The creature enters and kills Jessica. Paul takes Rachel hostage and attempts to leave with the money; however, the creature kills him and stalks Rachel. Amy suggests that she and Ben just leave, but Ben refuses to abandon Rachel. Amy reluctantly joins him, and they discover the Stranger's house. When they find his mementos and a wall covered in news clippings of missing women, they attempt to leave, but the Stranger captures them both and prepares them for the creature. Amy is taken away, but before the Stranger can prepare Ben for sacrifice, Rachel rescues him. Together, Ben and Rachel search for Amy, only to find her moments before the creature decapitates her. Ben tosses Rachel his car keys and demands that she flee. Rachel sets a trap for the creature, but she accidentally kills Ben instead. She gets in the car and drives off, where she stops at a gas station. Rachel begs for the store owner for help, but thinking she's insane, doesn't believe her and turns off the lights.

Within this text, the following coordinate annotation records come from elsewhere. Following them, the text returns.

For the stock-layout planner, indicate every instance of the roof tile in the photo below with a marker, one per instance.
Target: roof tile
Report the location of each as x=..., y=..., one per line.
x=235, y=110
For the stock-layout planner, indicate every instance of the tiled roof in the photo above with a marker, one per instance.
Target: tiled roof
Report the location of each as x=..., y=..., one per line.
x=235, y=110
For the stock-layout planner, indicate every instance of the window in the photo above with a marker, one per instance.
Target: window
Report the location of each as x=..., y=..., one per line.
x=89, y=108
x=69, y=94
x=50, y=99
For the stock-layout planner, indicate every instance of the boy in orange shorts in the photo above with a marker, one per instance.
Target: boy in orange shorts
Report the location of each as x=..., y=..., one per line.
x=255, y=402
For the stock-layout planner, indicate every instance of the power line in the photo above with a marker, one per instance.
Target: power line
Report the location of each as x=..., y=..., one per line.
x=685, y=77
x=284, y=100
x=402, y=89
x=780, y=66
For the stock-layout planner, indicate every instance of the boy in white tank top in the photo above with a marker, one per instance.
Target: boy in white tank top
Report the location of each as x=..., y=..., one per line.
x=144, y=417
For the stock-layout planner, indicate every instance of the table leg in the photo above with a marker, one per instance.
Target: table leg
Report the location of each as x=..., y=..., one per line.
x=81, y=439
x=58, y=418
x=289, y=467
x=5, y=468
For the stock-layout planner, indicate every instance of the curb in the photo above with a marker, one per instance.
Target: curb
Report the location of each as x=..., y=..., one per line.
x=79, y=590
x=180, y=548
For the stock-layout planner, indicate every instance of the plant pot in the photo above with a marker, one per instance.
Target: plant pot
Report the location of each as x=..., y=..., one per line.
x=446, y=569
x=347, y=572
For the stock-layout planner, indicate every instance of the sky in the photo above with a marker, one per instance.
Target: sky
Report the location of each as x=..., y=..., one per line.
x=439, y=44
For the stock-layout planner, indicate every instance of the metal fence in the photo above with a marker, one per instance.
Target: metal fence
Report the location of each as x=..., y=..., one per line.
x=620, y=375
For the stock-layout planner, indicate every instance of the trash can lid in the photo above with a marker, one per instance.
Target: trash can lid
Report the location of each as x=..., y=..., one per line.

Rachel finally makes a last stand in her car: she slices the creature with its own axe and leaves it for dead.

== Cast ==
- A. J. Bowen as Ben Geringer
- Anessa Ramsey as Rachel Adams
- Sonny Marinelli as Paul Nolan
- Katherine Randolph as Amy
- James Bartz as Ryan Hayden
- Shanna Forrestall as Gillian Hayden
- Andrew Breland as Tommy Geringer
- Hannah Bryan as Alyssa Miller
- Sarah Pachelli as Jessica
- Skylar Burke as Kelly Hayden
- Marco St. John as the Stranger
- Jeff Nations as Karmanor/Worm Face

== Production ==

Rites of Spring was written and directed by Padraig Reynolds. Development for the film began after Reynolds came up with the idea to combine a kidnapping film with a horror film, with his main influences for the film being Venom and The Black Windmill. The film was shot in 18 days across 14 different locations in Mississippi, each of which were close to each other. Reynolds planned to shoot a sequel that will answer many of the answers he left ambiguous in the first film. A. J. Bowen was shooting A Horrible Way to Die when he heard from Ti West that producer John Norris was looking to cast him in Rites of Spring. Bowen, who had recently made several artistic films, was looking to make something simpler and move beyond playing psychopaths. When Bowen discovered that Reynolds wanted to cast Anessa Ramsey, he called her himself, as he is friends with her. They had worked together previously on The Signal, and Bowen was excited about working with her again in a non-antagonistic role. The sets were all practical, and one set was a former Governor's mansion.

== Release ==
The film premiered at Screamfest in Hollywood, California on October 22, 2011. IFC Midnight released it on video-on-demand and gave it a limited theatrical run on July 27, 2012.

== Reception ==
Rotten Tomatoes, a review aggregator, reports that Rites of Spring received a rating of 11% based on nine surveyed critics; the average rating was 4.1/10. Metacritic gave the film a rating of 33/100 based on five reviews. Heather Wixson of Dread Central rated the film 2.5/5 stars and wrote that "the build-up in the film goes absolutely nowhere by the time the credits begin rolling". Scott Weinberg of Fearnet wrote that the film's tropes are not original, but that the fast pacing, freshness, and suspense make up for it. Noel Murray of The A.V. Club rated it C− and wrote that its "execution is rarely as inventive as its plotting." John DeFore of The Hollywood Reporter called it "a bottom-of-the-barrel slasher pic". Andy Webster of The New York Times wrote that the film is derivative but "a mildly novel juxtaposition of narratives." John Anderson of Variety called it a "genuinely gripping" film that will appeal to hardcore horror fans. Nick Schlager of Time Out Chicago rated it 1/5 stars and called it "a hodgepodge of genre clichés that proves as exciting as a bloody nose." David Guzman of Film Journal International said that the lack of originality was offset by the fresh premise and suspense. Paul Doro of Shock Till You Drop criticized the lack of back story for the creature and scenes that "appear to be a homeless man chasing idiots around an empty building."